自分がノンフィクションを読むときや、ドキュメンタリーを観るときのバイブルとなっているのが本書でありまして、最初に紹介させて頂いた内藤陳さんの『読まずに死ねるか』がエンターティメント小説の入口とするならば、本書はノンフィクションをどう読むべきかを知る上で格好の一冊であります。

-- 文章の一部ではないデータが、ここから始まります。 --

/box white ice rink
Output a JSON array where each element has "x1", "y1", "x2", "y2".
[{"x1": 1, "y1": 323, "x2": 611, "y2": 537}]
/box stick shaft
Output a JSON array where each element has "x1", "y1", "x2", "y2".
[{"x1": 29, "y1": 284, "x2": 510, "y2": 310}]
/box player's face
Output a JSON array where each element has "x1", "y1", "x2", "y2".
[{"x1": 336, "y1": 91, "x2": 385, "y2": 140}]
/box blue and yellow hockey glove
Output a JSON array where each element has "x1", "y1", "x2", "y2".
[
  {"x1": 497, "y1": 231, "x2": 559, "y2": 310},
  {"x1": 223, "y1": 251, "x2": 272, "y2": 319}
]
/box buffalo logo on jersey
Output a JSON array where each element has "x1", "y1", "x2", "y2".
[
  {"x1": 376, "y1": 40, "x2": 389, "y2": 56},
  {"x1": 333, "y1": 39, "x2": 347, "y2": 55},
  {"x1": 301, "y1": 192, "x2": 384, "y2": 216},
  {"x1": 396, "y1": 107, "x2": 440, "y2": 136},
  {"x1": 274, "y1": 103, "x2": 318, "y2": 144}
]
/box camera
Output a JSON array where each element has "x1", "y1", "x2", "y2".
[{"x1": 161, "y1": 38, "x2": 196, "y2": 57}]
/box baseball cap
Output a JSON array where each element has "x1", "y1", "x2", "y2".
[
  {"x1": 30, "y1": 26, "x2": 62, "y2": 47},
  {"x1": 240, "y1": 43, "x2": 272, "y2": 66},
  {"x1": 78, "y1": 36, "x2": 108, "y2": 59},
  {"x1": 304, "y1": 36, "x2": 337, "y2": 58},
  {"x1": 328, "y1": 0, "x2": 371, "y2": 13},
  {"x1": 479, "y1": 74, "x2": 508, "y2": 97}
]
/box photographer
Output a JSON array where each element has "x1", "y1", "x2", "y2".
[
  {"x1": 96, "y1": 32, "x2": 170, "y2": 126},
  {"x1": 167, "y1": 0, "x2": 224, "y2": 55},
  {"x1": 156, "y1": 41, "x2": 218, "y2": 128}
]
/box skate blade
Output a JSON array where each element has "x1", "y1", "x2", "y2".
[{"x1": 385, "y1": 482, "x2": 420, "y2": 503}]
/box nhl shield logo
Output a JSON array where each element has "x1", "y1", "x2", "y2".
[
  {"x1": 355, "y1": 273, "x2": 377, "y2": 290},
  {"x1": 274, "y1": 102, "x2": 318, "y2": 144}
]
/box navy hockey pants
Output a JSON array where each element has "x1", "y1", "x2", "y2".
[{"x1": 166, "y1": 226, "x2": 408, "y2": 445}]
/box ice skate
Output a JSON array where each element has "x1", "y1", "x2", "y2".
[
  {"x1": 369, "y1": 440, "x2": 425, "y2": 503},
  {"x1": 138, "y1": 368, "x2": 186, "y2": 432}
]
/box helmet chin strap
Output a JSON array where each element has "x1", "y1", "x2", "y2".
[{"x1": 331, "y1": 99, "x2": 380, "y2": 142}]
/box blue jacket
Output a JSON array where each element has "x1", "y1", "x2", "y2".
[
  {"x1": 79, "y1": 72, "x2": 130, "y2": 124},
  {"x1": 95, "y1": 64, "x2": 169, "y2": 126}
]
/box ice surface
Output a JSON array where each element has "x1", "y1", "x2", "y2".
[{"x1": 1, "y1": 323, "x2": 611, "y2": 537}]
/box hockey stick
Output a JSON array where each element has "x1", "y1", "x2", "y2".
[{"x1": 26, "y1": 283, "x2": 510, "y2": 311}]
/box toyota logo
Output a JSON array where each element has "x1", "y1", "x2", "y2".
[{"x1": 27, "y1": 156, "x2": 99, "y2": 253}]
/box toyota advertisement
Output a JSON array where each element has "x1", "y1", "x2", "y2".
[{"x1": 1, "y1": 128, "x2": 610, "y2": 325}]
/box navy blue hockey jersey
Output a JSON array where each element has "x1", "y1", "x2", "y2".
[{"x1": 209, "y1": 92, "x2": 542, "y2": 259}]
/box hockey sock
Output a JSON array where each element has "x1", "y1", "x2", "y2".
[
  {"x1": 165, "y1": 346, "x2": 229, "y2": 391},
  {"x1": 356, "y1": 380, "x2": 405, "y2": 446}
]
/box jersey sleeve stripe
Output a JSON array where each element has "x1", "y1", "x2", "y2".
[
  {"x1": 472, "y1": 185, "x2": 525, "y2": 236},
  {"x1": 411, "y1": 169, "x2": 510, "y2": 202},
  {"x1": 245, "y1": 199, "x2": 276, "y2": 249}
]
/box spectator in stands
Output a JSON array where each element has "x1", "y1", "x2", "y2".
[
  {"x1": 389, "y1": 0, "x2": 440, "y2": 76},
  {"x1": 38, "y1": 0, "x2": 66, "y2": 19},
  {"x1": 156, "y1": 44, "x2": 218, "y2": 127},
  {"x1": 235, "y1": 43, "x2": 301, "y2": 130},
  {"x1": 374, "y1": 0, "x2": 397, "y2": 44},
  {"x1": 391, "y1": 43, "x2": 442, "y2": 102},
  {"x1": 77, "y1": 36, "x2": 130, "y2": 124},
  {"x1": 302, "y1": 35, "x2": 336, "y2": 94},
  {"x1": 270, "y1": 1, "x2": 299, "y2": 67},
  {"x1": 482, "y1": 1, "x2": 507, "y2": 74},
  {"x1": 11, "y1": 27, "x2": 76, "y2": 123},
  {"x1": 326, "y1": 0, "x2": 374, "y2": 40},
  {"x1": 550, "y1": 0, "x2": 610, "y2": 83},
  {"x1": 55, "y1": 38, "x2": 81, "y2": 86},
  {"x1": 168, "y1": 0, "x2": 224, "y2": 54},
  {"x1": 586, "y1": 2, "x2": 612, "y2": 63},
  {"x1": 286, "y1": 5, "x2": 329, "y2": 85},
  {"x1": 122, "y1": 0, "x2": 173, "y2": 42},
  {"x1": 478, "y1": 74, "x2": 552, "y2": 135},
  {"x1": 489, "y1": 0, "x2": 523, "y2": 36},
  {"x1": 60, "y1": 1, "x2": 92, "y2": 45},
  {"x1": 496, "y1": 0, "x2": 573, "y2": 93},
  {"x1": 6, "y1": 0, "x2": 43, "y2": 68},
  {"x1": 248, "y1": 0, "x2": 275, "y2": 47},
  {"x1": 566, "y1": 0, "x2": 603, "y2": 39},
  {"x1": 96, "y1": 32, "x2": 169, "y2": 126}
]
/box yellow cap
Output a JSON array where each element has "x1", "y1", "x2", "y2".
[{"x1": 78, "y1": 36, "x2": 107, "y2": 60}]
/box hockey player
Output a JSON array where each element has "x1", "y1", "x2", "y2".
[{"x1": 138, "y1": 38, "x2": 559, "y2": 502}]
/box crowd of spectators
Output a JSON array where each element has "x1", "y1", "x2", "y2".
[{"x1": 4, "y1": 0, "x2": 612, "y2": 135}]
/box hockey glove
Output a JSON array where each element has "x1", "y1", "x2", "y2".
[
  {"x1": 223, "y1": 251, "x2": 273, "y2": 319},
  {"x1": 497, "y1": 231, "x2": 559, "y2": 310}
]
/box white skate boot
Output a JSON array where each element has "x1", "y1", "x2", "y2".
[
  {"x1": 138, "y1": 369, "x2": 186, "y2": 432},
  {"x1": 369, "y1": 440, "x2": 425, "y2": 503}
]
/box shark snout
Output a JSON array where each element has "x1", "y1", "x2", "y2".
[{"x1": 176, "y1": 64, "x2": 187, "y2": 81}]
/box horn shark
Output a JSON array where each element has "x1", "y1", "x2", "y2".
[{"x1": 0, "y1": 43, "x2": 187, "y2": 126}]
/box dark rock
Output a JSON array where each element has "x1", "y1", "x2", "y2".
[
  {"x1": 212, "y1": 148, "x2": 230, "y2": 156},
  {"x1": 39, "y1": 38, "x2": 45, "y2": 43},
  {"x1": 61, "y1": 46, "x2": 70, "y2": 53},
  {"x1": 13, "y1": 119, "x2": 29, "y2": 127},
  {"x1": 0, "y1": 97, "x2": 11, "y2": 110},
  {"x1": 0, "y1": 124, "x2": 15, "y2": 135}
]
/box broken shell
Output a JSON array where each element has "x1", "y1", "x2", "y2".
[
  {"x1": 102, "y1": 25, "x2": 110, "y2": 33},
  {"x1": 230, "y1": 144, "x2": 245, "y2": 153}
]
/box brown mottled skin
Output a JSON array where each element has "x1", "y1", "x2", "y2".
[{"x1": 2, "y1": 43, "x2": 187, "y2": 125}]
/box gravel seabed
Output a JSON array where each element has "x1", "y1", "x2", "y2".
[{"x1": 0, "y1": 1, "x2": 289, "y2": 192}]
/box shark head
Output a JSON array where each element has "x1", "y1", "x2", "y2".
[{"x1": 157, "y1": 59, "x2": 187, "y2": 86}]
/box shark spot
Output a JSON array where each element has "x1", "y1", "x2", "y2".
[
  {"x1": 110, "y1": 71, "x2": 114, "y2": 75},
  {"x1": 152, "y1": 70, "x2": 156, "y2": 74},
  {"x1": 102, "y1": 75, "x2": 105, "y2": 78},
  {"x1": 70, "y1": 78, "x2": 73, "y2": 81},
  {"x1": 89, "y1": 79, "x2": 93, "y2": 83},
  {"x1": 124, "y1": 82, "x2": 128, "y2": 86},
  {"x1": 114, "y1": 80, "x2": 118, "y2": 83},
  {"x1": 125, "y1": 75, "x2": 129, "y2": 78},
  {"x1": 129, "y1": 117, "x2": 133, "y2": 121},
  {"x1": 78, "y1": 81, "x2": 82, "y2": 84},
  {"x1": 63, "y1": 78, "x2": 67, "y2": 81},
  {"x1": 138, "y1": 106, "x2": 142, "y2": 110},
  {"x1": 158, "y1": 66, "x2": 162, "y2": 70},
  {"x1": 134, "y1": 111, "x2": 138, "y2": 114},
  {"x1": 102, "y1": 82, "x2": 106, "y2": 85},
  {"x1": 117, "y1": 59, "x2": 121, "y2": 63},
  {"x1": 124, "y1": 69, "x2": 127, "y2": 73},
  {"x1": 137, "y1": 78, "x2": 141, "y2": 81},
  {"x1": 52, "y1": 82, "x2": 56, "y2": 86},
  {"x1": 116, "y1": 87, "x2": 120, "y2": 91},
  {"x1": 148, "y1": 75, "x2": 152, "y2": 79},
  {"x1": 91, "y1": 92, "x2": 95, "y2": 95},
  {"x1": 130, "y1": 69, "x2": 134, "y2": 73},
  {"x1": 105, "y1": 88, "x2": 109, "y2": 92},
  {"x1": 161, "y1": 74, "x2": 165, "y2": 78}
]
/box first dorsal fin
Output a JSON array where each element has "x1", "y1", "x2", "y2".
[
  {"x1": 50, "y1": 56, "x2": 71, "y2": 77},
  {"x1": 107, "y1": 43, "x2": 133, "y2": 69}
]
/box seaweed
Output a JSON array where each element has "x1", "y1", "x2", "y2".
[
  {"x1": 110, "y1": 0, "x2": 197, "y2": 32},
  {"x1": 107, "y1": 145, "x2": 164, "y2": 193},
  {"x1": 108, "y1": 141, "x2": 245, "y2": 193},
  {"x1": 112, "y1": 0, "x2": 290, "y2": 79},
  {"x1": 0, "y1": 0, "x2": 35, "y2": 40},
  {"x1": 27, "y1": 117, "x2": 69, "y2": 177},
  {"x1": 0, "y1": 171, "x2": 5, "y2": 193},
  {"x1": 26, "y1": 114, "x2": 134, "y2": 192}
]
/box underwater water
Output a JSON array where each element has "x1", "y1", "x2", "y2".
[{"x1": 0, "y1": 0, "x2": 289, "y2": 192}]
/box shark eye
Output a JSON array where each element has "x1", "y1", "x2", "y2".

一口にノンフィクションと申しましても体験的ノンフィションであったり、精神科医として獄中に居る死刑囚たちの診断を通して、日本に於ける死刑小説の金字塔『宣告』を書き上げた加賀乙彦先生であったり、『大日本帝国の興亡』ではルーズベルト大統領は真珠湾攻撃を知らなかったと書いたあと、後の取材で知っていたと自説を修正した『真珠湾攻撃』等の戦史物の第一人者の一人であるジョン・トーランド先生、ラリー・コリンズとの共著で『パリは燃えているか』、『おお!エルサレム』等全世界を股に掛け当事者ですら知らなった事実を掘り起こしたドミニク・ラピエールさま。言わずと知れた『ジャッカルの日』で鮮烈なデビューを飾ったフレデリック・フォーサイスさま等色々な書き手の取材方法や書き方等を紹介されているのですが、一番インパクトがあったのが『妻たちの二・二六事件』や『滄海(うみ)よ眠れ―ミッドウェー海戦の生と死』を書き上げた澤地久枝先生とのラジオでの対談の採録でして、ノンフクションにおいて取材とはどれだけ大切なことかを具体例を挙げて紹介されていて、対談の中で澤地先生と柳田さまが共に激賞されているのが次の回で取り上げるドウス昌代先生の『ブリエラの解放者たち』なんですね。
この対談の中で澤地先生は「あの人は男の眼と女の眼を持っていますよ」と語り、「この本の凄いところは戦記からの引用が一切ないこと」を挙げられていて、自分も後に一読して事実が持つ重みを再実感した一冊でありますが、それは次回に廻します。